| By Elena Johansson
Investors need to put ESG data in context of broader investment principles and see the bigger picture, an expert at the Church of England has said.
Bess Joffe, Head of Responsible Investment at the Church Commissioners for England, warned investors to overly rely on ESG data when managing portfolios given the current limitations of such data.
“If you only look at the data that’s available now, you’ll miss what you should be thinking about [for your portfolio] for the next five years,” she said.
Ethical ESG approach
As a faith-based investor, the approach of the Church Commissioners for England, which is responsible for an endowment fund worth £9.2 billion, is grounded in ethical investing.
Its updated responsible investment policy from March is driven by two themes: respect for the planet and respect for people.
The fund incorporates ESG considerations in all asset classes and does impact investing.
The asset owner developed an impact investment framework in 2019 to target, manage and measure impact across its portfolio.

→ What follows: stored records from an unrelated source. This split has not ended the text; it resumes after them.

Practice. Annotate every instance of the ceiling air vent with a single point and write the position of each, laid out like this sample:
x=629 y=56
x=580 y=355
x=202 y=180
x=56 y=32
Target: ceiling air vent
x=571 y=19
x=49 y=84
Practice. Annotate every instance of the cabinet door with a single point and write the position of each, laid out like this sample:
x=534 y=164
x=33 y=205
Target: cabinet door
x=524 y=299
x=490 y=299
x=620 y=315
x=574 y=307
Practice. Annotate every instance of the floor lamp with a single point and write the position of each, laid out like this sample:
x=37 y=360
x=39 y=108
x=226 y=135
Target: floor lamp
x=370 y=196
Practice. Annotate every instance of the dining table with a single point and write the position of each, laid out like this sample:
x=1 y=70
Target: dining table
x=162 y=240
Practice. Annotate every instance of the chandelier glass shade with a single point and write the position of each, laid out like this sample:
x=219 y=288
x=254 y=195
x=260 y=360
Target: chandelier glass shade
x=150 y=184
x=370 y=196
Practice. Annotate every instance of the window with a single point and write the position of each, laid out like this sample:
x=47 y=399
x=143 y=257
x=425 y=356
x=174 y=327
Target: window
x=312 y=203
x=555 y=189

Priorities for impact are based on core principles of the Anglican faith, translated into financially tangible impact themes, and were mapped to the UN Sustainable Development Goals (SDGs), a 2020 impact framework report says.
Most of the fund’s investment assets are externally managed, according to its 2021 responsible investment policy.

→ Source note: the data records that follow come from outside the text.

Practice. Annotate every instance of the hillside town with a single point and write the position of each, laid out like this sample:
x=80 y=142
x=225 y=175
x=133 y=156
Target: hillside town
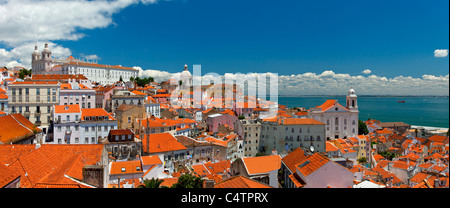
x=78 y=124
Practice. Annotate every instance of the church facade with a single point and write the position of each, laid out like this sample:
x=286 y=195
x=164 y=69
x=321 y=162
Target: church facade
x=340 y=121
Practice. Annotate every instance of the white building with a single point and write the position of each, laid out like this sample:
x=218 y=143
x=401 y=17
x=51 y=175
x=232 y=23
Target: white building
x=43 y=63
x=74 y=93
x=74 y=125
x=287 y=134
x=341 y=122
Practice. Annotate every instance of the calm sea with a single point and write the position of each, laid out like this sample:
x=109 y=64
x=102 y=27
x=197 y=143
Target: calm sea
x=420 y=111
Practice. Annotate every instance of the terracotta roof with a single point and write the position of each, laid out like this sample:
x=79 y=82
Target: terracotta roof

Joffe explained that the fund uses a proprietary framework with which it assesses its managers who “have to meet certain threshold criteria” to be employed.

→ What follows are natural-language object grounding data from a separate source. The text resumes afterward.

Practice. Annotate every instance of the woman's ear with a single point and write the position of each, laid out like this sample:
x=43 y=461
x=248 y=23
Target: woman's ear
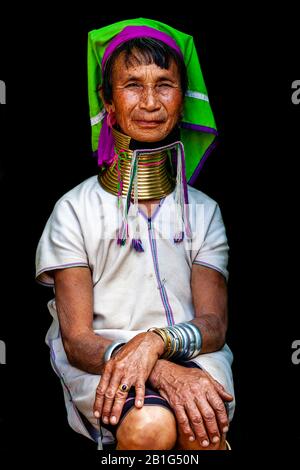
x=109 y=107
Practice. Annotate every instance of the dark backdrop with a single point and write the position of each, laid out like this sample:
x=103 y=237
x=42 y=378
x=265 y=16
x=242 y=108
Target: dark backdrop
x=248 y=65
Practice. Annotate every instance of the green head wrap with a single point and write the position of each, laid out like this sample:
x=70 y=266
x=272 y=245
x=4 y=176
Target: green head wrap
x=197 y=129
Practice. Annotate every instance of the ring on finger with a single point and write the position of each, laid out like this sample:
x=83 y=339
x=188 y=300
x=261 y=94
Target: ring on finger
x=124 y=388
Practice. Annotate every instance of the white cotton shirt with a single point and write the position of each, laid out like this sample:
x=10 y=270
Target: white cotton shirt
x=133 y=291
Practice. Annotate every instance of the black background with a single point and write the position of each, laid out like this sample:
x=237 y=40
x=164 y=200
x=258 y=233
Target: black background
x=249 y=61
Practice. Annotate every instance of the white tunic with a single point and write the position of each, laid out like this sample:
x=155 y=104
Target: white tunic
x=132 y=291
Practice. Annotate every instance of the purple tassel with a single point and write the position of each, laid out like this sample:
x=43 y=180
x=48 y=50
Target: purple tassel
x=179 y=237
x=137 y=245
x=106 y=144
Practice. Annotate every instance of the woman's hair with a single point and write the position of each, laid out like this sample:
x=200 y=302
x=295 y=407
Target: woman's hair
x=143 y=51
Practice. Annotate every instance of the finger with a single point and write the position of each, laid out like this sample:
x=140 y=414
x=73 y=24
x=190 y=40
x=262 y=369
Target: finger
x=100 y=391
x=115 y=381
x=220 y=411
x=209 y=419
x=139 y=394
x=221 y=390
x=183 y=423
x=197 y=423
x=119 y=402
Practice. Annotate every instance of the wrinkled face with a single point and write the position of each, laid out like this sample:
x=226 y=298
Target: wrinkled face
x=147 y=100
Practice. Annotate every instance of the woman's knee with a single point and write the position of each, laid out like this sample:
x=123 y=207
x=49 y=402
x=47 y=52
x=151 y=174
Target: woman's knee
x=149 y=428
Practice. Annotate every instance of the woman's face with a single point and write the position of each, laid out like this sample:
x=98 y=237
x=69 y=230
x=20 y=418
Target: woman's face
x=147 y=100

As a member of the UN-convened Net-Zero Asset Owner Alliance, the Church Commissioners for England announced in April its goal to reduce the carbon intensity of its public equity and real estate investment portfolio by 25% by 2025, with 2019 as a baseline.
To realise this goal, the asset owner committed to increasing its engagement activity with the highest emitting companies in its portfolio.
In 2020, it started to disinvest from firms rated poorly by the Transition Pathway Initiative (TPI) and displaying a lack of responsibility in supporting the transition to a low carbon economy.
Fossil fuel companies that, based on TPI data, are not prepared to align with the goals of the Paris Agreement will be disinvested by 2023, the responsible investment policy says.
But biodiversity, human rights and themes like artificial intelligence are rising on the agenda of the fund.
Joffe believes that investors need a “holistic approach”, which can go beyond still limited ESG data, to be able to cover all material and intertwined themes, and not run the risk of losing sight of future challenges.
“We need to marry the biodiversity piece across all of our portfolio and have a better, a more holistic approach, to engaging on biodiversity — like we have developed it on climate change,” she explained.
The asset owner co-founded the Nature Action 100+ initiative, which is a biodiversity programme yet to be launched and modelled based on CA100+, an investor coalition that engages with high carbon emitting firms.
As a member of the Science Based Targets Network Corporate Engagement Programme, the Church Commissioners will also play a role in co-designing nature targets.
Holistic real estate indicators
The fund plans to report a whole portfolio carbon footprint by the end of 2021.
This footprint will be looking at future carbon issues as well as at current performance, and including a carbon footprint of real assets, its 2020 stewardship report writes.
For its directly managed real assets portfolio, the Church Commissioners will take a holistic approach to net zero.
“We are developing indicators for real estate across a range of ESG factors,” Joffe said.
“We have just completed measuring natural capital. Example indicators that we are thinking about are habitat condition, water quality, carbon sequestration and emissions, and the social values of ecosystem services provided.
“There are a lot of different pieces to that puzzle,” she added.